Kim is a big admirer of electronic music, in particular techno; also science fiction. I think it comes from his youth. So it was his idea to use music he had been listening to that could be the soundtrack for such a unique experience as that location is and that collection was.

The experience is a feeling I can barely explain in words, but it felt like being inside of a science fiction film—with real characters on another planet in some other space and time. It was sublime!

Since then, I'm constantly thinking of ways of how this feeling could be applied to how I apply techno music, using unusual situations in parallel to what you're hearing; giving sound more purpose than just 'dance' music—that perhaps it can sometimes be the calling to something bigger and greater than ourselves. A call to not you or me, but 'it.' I think this is what Kim was saying.

You intrigue longtime listeners by always delivering the unexpected and seem to be continually expanding. How are you challenging yourself in 2024?

Well, I'm not challenging myself for 2024. Outside of promising to get more sleep and listening to people more, I see no need or reason for that. But I like to apply creativity in the directions where I think it might be most useful. This is an era of change and for new ideas. Even if the idea is looked over, ignored and missed by most people, I still think it'll be worth the time and effort in the future to produce and present them now. It's just theory I have based on an idea that there are times to dream and think, while other times require action and creation of tangible examples. This time, I sense the latter.

The music industry has changed considerably since you launched Axis Records—with the rise of digital platforms where renumeration is not necessarily equitable for musicians. Listeners rely on Spotify to discover music, but a lot of older techno catalogues are not on there. How do you feel about streaming—and how are you navigating the dilemmas it presents?

"Navigating" can be tricky. One has to develop a strong stomach for the current climate. As a business model, I'm not sure if the commodity of music has—or had—reached its peak value but, as an artform and a unique form of communication, I think the possibilities remain endless. More than ever, there seems to be a need to have such a way to express, to reply [or] propose and even to officiate one's position of certain ideas.

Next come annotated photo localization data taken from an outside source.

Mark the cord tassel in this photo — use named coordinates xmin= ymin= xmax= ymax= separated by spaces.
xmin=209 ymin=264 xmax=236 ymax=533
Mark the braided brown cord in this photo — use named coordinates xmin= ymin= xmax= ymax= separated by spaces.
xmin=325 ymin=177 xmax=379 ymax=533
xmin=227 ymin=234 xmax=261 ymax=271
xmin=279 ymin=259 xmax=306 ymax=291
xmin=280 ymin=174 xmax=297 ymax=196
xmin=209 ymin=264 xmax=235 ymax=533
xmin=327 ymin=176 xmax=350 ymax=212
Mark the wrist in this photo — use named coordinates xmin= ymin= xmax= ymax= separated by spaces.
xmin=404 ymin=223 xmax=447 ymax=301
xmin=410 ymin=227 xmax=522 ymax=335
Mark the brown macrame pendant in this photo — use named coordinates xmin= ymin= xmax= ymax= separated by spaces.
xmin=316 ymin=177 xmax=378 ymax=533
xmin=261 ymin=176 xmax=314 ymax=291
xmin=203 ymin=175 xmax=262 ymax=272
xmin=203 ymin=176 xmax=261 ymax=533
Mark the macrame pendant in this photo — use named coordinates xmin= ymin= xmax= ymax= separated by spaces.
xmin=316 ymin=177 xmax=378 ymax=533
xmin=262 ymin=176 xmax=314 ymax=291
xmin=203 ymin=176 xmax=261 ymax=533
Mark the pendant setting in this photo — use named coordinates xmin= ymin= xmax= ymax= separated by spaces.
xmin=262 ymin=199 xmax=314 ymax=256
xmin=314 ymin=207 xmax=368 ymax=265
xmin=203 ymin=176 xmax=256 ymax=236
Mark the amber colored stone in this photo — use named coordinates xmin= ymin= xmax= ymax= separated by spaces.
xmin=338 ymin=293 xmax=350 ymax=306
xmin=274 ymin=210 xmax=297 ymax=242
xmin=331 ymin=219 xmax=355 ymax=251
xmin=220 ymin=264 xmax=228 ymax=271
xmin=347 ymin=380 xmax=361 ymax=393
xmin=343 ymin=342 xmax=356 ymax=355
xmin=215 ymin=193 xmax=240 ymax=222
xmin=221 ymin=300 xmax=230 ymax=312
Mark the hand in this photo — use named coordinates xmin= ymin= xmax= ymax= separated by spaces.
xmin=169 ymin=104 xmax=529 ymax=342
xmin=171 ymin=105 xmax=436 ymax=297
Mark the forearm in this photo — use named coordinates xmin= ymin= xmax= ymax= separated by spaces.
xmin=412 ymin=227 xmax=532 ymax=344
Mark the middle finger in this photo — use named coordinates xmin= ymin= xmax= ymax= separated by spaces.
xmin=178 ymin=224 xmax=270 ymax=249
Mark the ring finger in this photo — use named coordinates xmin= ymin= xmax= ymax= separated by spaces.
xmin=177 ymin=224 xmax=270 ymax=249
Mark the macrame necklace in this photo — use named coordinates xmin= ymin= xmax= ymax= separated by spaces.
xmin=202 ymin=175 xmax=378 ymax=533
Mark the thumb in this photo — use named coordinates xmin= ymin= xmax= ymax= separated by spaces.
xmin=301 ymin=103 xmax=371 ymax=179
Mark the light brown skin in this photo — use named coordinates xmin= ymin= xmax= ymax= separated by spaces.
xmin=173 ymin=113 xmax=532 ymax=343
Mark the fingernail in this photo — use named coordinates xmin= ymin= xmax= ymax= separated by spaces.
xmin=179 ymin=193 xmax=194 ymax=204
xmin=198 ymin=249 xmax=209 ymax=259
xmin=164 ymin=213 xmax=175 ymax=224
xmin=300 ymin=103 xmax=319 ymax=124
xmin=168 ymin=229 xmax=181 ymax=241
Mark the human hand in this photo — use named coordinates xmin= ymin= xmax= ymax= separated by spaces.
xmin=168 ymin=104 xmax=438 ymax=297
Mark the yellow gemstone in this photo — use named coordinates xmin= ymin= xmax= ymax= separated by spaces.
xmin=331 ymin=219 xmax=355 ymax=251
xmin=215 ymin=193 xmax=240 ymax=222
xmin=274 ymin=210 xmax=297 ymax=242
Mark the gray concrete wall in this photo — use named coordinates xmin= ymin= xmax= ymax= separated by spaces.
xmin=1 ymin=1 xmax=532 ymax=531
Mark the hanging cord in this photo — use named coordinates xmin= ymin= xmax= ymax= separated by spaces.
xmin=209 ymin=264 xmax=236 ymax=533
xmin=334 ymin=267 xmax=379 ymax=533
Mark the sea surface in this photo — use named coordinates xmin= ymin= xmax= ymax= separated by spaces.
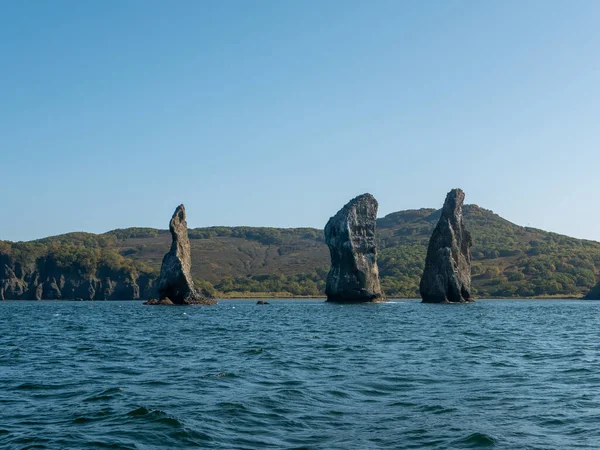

I think it has to be duly noted that electronic music is surviving this long and without anything to distract or replace it by pushing it outside our cultural scope. It's more than plugging up and programming machines, pushing [or] twisting knobs and savouring all the flashing LED lights... There is real communication happening. Not everyone, but some people are really feeling and understanding what's 'in' the music—and it's changed the way they think about what they're hearing.

Sadly, there is rarely any attention to this subject in the electronic music media these days, but I think the public response to the previously mentioned Pitchfork article about Live At The Liquid Room DJ Mix of 1995 is just one small example of what people have been walking around with in their heads for almost 30 years.